The majority of the works in Courts and Jesters have been screenprinted, simply because the process is versatile, reproductive, affordable, and available. I talked through the options with all the artists, attempting to coax out of them forms and ideas that would translate well into the medium. What we ended up with is to my way of thinking, a document and a catalogue of artworks, a kind of six for the price of one partial index to a group of Sydney contemporary artists and their respective concerns.
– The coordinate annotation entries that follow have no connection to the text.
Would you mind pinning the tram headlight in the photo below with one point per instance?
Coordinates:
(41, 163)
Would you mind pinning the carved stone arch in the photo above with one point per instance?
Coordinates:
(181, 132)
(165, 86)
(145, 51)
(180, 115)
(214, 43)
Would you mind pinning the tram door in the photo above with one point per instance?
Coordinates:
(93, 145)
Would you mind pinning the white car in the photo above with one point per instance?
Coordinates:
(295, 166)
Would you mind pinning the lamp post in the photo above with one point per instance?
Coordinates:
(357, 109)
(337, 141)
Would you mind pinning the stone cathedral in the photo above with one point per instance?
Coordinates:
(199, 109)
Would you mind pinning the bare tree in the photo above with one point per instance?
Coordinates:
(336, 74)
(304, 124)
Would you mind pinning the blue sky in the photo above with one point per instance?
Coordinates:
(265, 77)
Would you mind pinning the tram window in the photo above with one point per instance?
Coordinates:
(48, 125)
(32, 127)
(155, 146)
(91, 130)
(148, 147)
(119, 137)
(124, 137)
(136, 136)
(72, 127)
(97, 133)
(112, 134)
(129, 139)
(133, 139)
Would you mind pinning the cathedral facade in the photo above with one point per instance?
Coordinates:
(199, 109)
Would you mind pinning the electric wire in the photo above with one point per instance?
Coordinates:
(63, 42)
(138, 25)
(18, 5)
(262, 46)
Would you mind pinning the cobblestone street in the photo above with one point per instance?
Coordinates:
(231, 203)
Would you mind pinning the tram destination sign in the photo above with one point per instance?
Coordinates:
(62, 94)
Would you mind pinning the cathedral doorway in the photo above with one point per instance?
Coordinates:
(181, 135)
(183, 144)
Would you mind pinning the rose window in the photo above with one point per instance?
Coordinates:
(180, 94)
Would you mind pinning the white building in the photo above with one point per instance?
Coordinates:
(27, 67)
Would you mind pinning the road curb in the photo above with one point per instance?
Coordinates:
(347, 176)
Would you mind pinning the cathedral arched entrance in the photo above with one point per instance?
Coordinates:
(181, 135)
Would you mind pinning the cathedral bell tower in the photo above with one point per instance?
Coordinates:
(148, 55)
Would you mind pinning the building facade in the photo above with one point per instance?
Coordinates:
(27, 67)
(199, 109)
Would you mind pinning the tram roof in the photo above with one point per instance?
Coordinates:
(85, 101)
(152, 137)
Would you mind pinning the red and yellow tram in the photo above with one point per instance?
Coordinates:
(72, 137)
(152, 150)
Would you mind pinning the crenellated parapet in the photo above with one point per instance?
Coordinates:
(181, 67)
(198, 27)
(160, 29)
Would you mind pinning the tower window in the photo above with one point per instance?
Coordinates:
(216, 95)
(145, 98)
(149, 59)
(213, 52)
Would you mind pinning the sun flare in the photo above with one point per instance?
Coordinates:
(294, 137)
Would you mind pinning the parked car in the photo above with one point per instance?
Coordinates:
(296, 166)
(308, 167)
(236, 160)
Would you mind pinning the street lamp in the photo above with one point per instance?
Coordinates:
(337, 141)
In a recessionary climate what meagre market support ever existed for contemporary art has shrunk back on all sides. As we all know the publication of edition prints places high culture within the financial grasp of a relatively broad audience. Therefore, though hardly popular culture, edition prints serve to promote an interest in contemporary art. They are, ideally, not only artworks, but in their multiplicity, a promo campaign of sorts for a set of aesthetic/philosophical propositions.

As terminally bourgeois as high art culture may be, it does at least provide space for critical and speculative activity unavailable elsewhere. It is in fact its immediate sociological uselessness that enables its esoteric abstractions and analyses. However, none of this it seems is valued highly within our culture and but for the grand delusions of the artistic ego, art would I’m sure, wither and die in such an un-nurturing environment. Courts and Jesters was therefore, I believe, not only the first of hopefully many attempts on my behalf to give form to a generation of artists, but also a shot in the arm for an ailing contemporary art scene. So, in conclusion, might I say – publish or die.

© Jeff Gibson, 1992.
Paper presented at The Second Australian Print Symposium, National Gallery of Australia, Canberra, 1987.